All these things are only possible because there are stable, reliable laws built into the universe that define the way it operates – laws that reflect the consistent, faithful nature of our unchanging God, who, in the words of the Bible, promised that “As long as the earth endures, seedtime and harvest, cold and heat, summer and winter, day and night, will never cease.” (Gen 8:22)
We can extrapolate from that to say that Maxwell’s equations, the speed of light, the gravitational constant and the charge on an electron will not change. These are constants that we rely on every day in order to be able to create with predictable results. Constancy is part of God’s creation being “good”.
But the Bible goes on to paint a picture of the human race rebelling against its Creator, deliberately going against His instruction manual for His creation, and the result is a world that’s good but spoilt, as the relationship that God intended us to have with Him is broken. By the third chapter of the Bible, we get a picture of a world where every beautiful aspect is in some way marred:
- The joy of childbirth marred by pain
- The beauty of marriage marred by selfishness and rivalry
- The productivity of agriculture marred by weeds
- The satisfaction of creative work marred by frustrating toil
- Life itself marred by death
This worldview resonates exactly with the kind of world we see around us in practice:
- In the countryside, beauty marred by litter and environmental destruction.
- At work, collaboration marred by office politics and rivalry, with people trampling on each other to get to the top.
- In relationships, happy times with friends, until they let us down.
- Achievements and successes in which we take delight, until we let ourselves down.

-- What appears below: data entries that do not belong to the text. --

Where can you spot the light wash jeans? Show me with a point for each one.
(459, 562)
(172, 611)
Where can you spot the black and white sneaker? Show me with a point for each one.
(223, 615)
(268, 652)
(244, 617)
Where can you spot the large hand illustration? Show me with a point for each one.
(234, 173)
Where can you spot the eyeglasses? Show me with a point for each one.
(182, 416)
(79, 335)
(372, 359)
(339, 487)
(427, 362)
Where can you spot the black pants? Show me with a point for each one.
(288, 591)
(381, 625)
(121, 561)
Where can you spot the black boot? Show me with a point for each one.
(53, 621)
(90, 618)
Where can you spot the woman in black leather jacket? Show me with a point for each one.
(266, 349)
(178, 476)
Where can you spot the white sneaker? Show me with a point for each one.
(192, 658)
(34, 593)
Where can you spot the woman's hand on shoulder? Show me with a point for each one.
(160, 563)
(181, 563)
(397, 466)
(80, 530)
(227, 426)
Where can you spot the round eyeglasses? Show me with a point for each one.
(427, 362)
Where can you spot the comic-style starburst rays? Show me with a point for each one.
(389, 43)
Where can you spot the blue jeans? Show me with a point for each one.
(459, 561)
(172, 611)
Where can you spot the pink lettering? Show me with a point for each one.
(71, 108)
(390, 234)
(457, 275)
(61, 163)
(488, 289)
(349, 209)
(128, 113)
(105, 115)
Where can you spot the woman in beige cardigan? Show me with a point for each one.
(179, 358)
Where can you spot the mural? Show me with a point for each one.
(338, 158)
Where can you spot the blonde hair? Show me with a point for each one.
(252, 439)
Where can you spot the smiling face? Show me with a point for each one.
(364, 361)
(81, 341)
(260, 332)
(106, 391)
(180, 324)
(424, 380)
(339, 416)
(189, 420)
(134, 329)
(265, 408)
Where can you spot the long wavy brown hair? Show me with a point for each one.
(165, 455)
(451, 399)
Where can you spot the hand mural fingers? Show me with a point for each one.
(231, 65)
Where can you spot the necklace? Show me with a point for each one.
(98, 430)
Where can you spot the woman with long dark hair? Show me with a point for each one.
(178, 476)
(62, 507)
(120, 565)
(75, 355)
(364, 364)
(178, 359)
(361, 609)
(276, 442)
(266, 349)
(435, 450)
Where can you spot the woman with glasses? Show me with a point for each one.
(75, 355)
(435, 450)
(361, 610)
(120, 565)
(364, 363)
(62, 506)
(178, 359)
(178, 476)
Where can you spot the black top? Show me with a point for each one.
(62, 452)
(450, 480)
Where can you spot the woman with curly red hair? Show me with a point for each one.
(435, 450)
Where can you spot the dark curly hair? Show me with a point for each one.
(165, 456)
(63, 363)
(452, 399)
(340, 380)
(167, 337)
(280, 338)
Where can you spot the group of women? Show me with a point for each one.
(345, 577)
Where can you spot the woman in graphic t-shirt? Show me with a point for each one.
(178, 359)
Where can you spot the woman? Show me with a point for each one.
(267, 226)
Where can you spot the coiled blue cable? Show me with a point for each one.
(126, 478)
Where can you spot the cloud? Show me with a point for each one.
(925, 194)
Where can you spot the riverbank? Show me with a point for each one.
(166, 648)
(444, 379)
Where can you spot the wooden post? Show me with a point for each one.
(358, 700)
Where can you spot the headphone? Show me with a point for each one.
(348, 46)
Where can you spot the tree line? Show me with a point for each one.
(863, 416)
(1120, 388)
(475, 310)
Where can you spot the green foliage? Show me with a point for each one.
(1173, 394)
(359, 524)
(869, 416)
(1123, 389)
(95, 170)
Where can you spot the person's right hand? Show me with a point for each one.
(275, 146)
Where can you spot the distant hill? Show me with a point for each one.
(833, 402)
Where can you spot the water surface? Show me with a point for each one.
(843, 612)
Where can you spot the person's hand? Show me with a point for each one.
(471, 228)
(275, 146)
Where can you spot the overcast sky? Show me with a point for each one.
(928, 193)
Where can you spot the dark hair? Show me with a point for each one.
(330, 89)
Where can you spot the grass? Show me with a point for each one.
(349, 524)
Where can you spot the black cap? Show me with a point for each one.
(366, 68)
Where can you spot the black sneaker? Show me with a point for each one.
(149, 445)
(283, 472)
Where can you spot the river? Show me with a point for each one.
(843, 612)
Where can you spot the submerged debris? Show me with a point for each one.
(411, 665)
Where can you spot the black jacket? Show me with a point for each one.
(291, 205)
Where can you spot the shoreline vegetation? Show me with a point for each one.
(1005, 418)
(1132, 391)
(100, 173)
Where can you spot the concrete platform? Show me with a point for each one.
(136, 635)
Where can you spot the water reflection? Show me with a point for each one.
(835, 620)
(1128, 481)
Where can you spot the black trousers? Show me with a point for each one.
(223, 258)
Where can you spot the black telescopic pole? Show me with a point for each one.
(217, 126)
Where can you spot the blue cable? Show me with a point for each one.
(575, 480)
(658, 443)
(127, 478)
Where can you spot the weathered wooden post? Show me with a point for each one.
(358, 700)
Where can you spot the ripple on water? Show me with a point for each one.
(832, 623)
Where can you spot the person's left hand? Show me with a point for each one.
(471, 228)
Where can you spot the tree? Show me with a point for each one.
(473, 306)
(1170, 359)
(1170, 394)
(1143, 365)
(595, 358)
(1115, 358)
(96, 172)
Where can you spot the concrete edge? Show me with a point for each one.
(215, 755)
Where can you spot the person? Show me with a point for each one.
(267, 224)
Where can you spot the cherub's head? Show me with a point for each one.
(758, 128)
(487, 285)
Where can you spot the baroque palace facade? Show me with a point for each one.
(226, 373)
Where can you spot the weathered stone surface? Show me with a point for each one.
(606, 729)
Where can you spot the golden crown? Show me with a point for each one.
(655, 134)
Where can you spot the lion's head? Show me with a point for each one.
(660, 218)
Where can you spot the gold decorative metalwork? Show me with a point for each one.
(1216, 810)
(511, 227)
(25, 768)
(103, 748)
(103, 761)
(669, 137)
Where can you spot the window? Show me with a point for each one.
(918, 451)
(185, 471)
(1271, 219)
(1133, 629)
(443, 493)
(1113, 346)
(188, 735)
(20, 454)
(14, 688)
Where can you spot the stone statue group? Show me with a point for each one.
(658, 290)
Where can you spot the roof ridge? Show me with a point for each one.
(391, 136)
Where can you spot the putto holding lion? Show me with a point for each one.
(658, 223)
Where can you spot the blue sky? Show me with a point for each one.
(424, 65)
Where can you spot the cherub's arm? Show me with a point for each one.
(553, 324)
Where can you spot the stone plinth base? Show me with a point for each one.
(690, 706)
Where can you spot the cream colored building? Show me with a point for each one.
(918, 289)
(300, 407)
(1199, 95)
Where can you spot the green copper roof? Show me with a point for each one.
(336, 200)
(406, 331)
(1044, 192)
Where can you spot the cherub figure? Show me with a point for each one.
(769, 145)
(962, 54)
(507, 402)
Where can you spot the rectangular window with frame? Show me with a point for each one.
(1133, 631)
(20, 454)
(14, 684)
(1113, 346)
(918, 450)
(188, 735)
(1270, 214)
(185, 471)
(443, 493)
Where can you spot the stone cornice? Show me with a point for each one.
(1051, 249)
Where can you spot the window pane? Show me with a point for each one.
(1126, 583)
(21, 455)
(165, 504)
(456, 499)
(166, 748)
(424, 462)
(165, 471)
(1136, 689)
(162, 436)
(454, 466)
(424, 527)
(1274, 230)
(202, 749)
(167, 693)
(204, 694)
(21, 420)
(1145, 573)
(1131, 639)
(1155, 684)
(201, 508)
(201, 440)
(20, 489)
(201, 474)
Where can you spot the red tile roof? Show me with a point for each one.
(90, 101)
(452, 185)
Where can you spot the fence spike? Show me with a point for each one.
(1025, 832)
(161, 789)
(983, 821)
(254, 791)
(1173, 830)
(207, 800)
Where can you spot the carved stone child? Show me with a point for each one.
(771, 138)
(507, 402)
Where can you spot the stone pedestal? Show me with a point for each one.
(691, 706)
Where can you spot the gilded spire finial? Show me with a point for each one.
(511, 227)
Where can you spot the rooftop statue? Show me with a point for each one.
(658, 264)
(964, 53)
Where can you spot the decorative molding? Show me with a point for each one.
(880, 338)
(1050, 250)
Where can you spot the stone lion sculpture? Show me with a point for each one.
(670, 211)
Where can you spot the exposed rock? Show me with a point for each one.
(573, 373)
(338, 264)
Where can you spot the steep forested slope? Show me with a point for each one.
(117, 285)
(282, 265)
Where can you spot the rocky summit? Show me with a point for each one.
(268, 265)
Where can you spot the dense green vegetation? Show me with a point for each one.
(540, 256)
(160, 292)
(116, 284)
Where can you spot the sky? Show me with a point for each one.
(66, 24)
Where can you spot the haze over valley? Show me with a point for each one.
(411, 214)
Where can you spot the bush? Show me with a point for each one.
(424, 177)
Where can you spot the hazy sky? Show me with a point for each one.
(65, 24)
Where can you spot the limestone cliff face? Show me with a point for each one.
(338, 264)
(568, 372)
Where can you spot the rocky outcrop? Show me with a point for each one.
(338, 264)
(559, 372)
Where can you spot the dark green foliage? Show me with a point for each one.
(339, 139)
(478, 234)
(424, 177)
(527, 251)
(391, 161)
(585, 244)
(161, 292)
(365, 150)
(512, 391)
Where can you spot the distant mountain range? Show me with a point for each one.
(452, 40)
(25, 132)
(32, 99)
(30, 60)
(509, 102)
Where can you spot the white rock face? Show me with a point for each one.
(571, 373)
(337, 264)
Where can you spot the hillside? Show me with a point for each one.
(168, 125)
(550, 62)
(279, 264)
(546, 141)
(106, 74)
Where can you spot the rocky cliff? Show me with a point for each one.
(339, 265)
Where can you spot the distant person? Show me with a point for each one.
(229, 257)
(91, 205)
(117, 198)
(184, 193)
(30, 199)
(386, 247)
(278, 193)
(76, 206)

- In engineering, amazing technical advances, marred by being used for evil, not just for good: o Mobile phones that can be used to keep in touch, to befriend, and to work together, can also be used to download pornography or to organise crime.o Nuclear power that can be used to provide clean energy can also be used for mass killing and destruction.o Artificial intelligence, that can solve intractable optimisations quickly, is feared will develop the ability to destroy us all.
There is, of course, only one person who has ever lived who has used God’s creation only for good, and never for evil – the wonderful person of Jesus Christ. The One through whom all things were made entered His own creation, uniquely having the power to override the laws He built into the universe, and to undo the marring of creation – to heal people, to raise people from death, to restore the broken relationship between the human race and its Creator.
And yet, the Bible tells us He too became marred – marred beyond human likeness – because He didn’t just come and do good to people at no cost to Himself – He came and suffered with us and for us, as He paid the price for our rebellion against our Creator, to rescue us from the jaws of justice. And to cap it all, He conquered the greatest marring of creation – death itself.
As we exercise the gifts our Creator has bestowed on us as engineers, what a privilege it is to bring to light new wonders of His creation, to learn how to use what He has built into it to display His glory, and, even in small ways, to lessen the marring of creation caused by the Fall.
The more we experience the wonders built into this creation, the more we may glimpse the infinitely greater wonders of the new creation to come, where nothing will be marred or used for evil, with no more death or mourning or crying or pain, for the old order of things will have passed away.